Amanda Dobbins reviews the new Beyoncé documentary:
This is Beyoncé propaganda, a 90-minute self-paean to a pop star whose name is synonymous with control. What’s interesting — interesting enough that Beyoncé feels the need to address it in her own hagiography — is that “control” has become a bad word. “I don’t have to kill myself and be so hard on myself,” Beyoncé says of her perfectionism at one point. You can take that as a stab at self-improvement, or you can interpret it as a savvy attempt to answer her critics in the middle of a film designed to reinforce her Perfect image.
Nitsuh Abebe is on a similar page, noting that “some of Knowles’s best and richest music is literally about how it feels to be an obsessive overachiever.” Alyssa’s take:
I’m not someone who thinks Beyoncé owes us any details about her life she doesn’t want to share publicly. But I do think it’s intriguing that she wants to participate in the celebrity ritual of confessing trauma and pain, and insisting that she’s imperfect, without having to share any of what actually caused that pain, or revealing any of those imperfections. In simple narrative efficacy terms, being told only that someone feels bad, or needs their independence, or misses their husband isn’t actually very interesting to watch for an hour and a half: if Life Is But A Dream were fiction, I’d complain about the amount of showing, rather than telling, and say the characters were radically underdeveloped. Beyoncé’s inner life is not inherently interesting simply for being hers.
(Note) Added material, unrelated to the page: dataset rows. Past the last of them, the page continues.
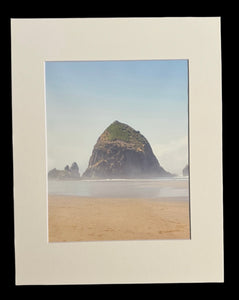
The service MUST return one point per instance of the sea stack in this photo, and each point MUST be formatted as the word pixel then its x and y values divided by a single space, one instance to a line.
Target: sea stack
pixel 122 152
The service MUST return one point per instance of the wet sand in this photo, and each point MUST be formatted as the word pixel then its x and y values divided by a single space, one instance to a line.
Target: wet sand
pixel 73 218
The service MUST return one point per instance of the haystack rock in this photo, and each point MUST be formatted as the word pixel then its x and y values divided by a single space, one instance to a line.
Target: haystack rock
pixel 68 173
pixel 122 152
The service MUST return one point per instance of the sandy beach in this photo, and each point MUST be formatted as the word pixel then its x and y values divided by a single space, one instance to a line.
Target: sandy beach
pixel 73 218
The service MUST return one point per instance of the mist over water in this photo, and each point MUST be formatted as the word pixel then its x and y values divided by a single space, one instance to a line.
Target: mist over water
pixel 121 188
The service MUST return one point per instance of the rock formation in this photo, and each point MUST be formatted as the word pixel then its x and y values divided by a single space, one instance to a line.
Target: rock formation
pixel 185 171
pixel 122 152
pixel 68 173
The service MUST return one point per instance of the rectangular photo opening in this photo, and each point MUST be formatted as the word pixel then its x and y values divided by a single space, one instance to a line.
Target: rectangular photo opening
pixel 117 150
Jody Rosen argues “there’s no question that Beyoncé is a terrible judge of what is interesting about Beyoncé”:
Consider one topic that never comes up in “Life Is But a Dream”: race. You could make the case that Beyoncé has reached an unprecedented position in American life. She is a black woman who has claimed the mantles of America’s Sweetheart, National Bombshell, and Entertainer-in-Chief. (According to Nielsen, an audience of 1.8 million watched Saturday’s broadcast of “Life Is But a Dream,” a record for an HBO documentary, and three times the average rating for the network’s marquee show, Lena Dunham’s “Girls.”) Beyoncé is one half of an African-American royal couple rivalled only by the duo in the White House. She is by far the “blackest”—musically and aesthetically—of all the post-Madonna pop divas; she represents African-American women’s anger and power like no one in popular culture since Aretha Franklin.